Register For Our Mailing List

Register to receive our free weekly newsletter including editorials.

Home / 277

Results: Factfulness of Australians and Cuffelinks readers

Thanks to almost 5,000 readers who took on the Factfulness quiz. While the majority scored less than 5 out of 13, this was not unexpected and heightens the purpose of the exercise: to give people a more accurate view of global development.

The following charts show how Cuffelinks readers' results compare to the random guesses of a chimpanzee (yellow dotted lines), the Australian average (black outline), and a selection of other countries, question by question.
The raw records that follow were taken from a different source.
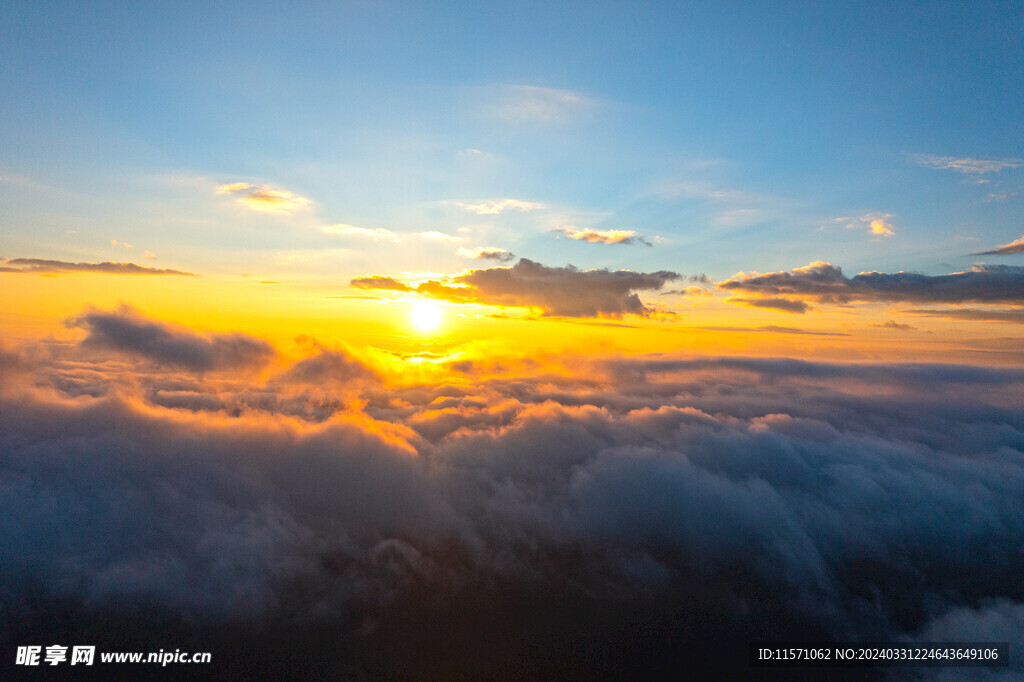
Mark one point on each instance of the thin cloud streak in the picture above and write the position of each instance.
(609, 237)
(1017, 246)
(776, 498)
(825, 283)
(967, 165)
(555, 291)
(264, 199)
(107, 267)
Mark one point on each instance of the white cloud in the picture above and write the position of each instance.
(966, 164)
(496, 206)
(376, 233)
(265, 199)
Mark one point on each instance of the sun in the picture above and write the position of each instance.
(426, 315)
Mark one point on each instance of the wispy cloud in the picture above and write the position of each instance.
(876, 223)
(264, 199)
(529, 103)
(496, 206)
(554, 291)
(487, 253)
(1012, 315)
(366, 232)
(438, 237)
(783, 304)
(127, 331)
(42, 265)
(825, 283)
(1017, 246)
(892, 324)
(379, 282)
(602, 236)
(967, 165)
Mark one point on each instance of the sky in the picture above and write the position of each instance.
(312, 309)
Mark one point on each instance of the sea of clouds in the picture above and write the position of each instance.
(601, 517)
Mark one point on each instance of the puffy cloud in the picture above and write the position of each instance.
(603, 236)
(264, 199)
(967, 165)
(496, 206)
(1017, 246)
(352, 230)
(565, 291)
(487, 253)
(126, 331)
(623, 520)
(825, 283)
(107, 267)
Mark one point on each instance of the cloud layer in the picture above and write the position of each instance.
(107, 267)
(630, 517)
(555, 291)
(825, 283)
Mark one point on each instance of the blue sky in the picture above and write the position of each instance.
(732, 136)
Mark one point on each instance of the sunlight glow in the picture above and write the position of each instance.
(426, 315)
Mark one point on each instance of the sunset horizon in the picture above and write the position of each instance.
(526, 341)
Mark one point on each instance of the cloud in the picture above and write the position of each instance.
(967, 165)
(633, 517)
(1013, 315)
(1017, 246)
(126, 331)
(878, 223)
(555, 291)
(107, 267)
(379, 282)
(774, 329)
(891, 324)
(825, 283)
(529, 103)
(487, 253)
(783, 304)
(603, 236)
(438, 237)
(496, 206)
(265, 199)
(352, 230)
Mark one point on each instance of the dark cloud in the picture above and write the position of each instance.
(41, 265)
(555, 291)
(1017, 246)
(825, 283)
(636, 517)
(126, 331)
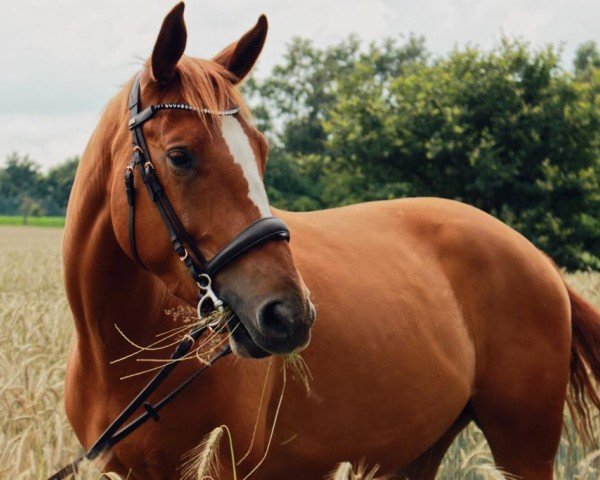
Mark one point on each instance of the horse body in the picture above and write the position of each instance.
(431, 314)
(408, 320)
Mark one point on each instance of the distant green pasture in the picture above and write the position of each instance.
(32, 221)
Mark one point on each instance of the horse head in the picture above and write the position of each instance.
(211, 168)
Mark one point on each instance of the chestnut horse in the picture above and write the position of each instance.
(431, 313)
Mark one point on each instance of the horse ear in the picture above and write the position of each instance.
(169, 45)
(240, 56)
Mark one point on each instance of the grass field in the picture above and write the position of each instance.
(35, 329)
(32, 221)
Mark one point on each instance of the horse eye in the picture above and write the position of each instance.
(179, 159)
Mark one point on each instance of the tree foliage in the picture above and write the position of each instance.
(508, 131)
(25, 190)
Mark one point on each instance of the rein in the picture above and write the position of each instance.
(201, 270)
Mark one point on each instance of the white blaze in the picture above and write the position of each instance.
(242, 153)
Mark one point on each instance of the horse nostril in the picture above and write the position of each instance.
(275, 320)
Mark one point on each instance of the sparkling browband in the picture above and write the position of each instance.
(147, 113)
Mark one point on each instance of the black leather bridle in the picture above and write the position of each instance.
(201, 270)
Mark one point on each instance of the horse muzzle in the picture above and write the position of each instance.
(279, 326)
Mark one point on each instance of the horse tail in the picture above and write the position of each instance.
(585, 366)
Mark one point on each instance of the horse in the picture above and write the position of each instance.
(430, 314)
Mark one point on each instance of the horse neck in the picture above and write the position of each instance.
(104, 287)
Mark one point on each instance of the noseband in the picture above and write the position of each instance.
(201, 270)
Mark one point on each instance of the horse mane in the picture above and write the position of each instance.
(207, 84)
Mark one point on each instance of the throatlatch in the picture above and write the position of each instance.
(201, 270)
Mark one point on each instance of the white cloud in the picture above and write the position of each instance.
(63, 60)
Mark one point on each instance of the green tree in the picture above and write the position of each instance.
(59, 181)
(20, 176)
(506, 130)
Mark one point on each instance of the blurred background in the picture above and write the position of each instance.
(493, 103)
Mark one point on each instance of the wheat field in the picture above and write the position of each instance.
(35, 329)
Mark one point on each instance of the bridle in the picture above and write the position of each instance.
(201, 270)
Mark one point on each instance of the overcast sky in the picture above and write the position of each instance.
(63, 59)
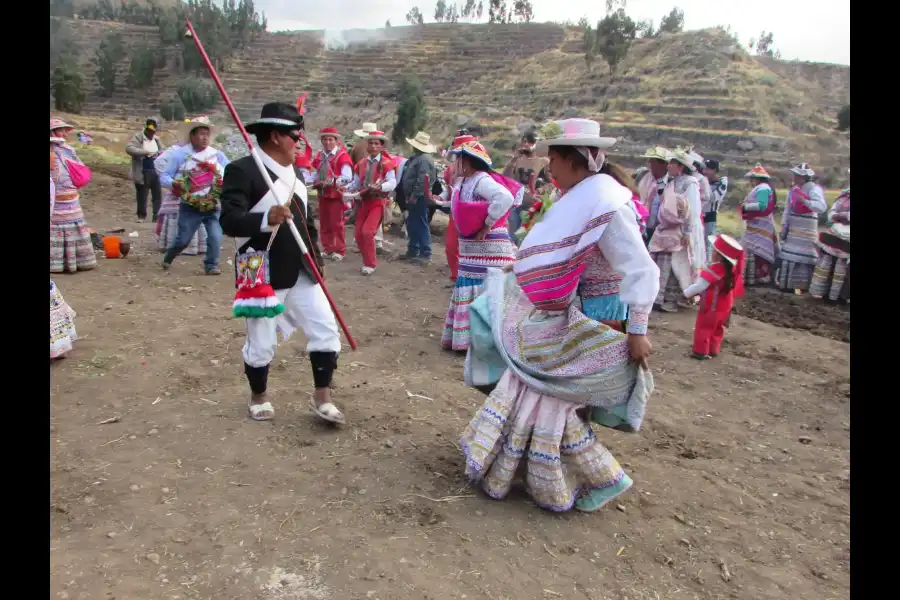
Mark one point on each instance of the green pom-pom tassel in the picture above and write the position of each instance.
(257, 312)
Cuffelinks readers' averaged better than a chimpanzee for 6 of the 13 questions, and better than the Australian average for 10 questions. The question that ranked highest for difficulty was how many girls in low income countries finish primary school (only 16% answered correctly) and the easiest question was on climate change (95% correct). This also corresponds to Gapminder's overall averages. A short explanation, extracted from Gapminder's website, is included for each question.

Question 1

The share of people living on less than US$1.90/day fell from 34% in 1993 to 11% in 2013, according to World Bank. However, extreme poverty is difficult to measure. The poorest people are subsistence farmers with insufficient harvests or destitute slum dwellers, with unpredictable and constantly-changing living conditions and few documented monetary transactions. But even if the exact levels are uncertain, the trend direction is not, because the method for estimating has not changed. We can trust that the level has fallen to at least half, if not one-third.

Question 2

88% of 1-year-old children in the world today are vaccinated against some disease, according to the World Health Organisation (WHO). Gapminder rounded it down to 80% to avoid overstating progress. The common vaccines are as follows:

  • BCG (Tuberculosis): 88%
  • DTP3 (Diphtheria tetanus toxoid and pertussis): 86%
  • MCV1 (Measles, 1st dose): 85%
  • Pol3 (Polio): 85%
  • HepB3 (Hepatitis B): 84%
  • PAB (Neonatal tetanus): 84%
  • Hib3 (Haemophilus influenzae type b): 70%
  • MCV2 (Measles, 2nd dose): 64%
  • PCV3 (Pneumococcal conjugate): 42%
  • RotaC (Rotavirus): 15%

Question 3

Annual deaths from natural disasters have decreased by 75% over the past 100 years, according to the Emergency Events Database (EM-DAT). Since disasters vary from year to year, 10-year averages are compared. In the 10 years from 2007 to 2016, on average 80,386 people were killed by natural disasters per year. This is 25% of the number 100 years earlier (1907–1916), when it was 325,742 deaths per year.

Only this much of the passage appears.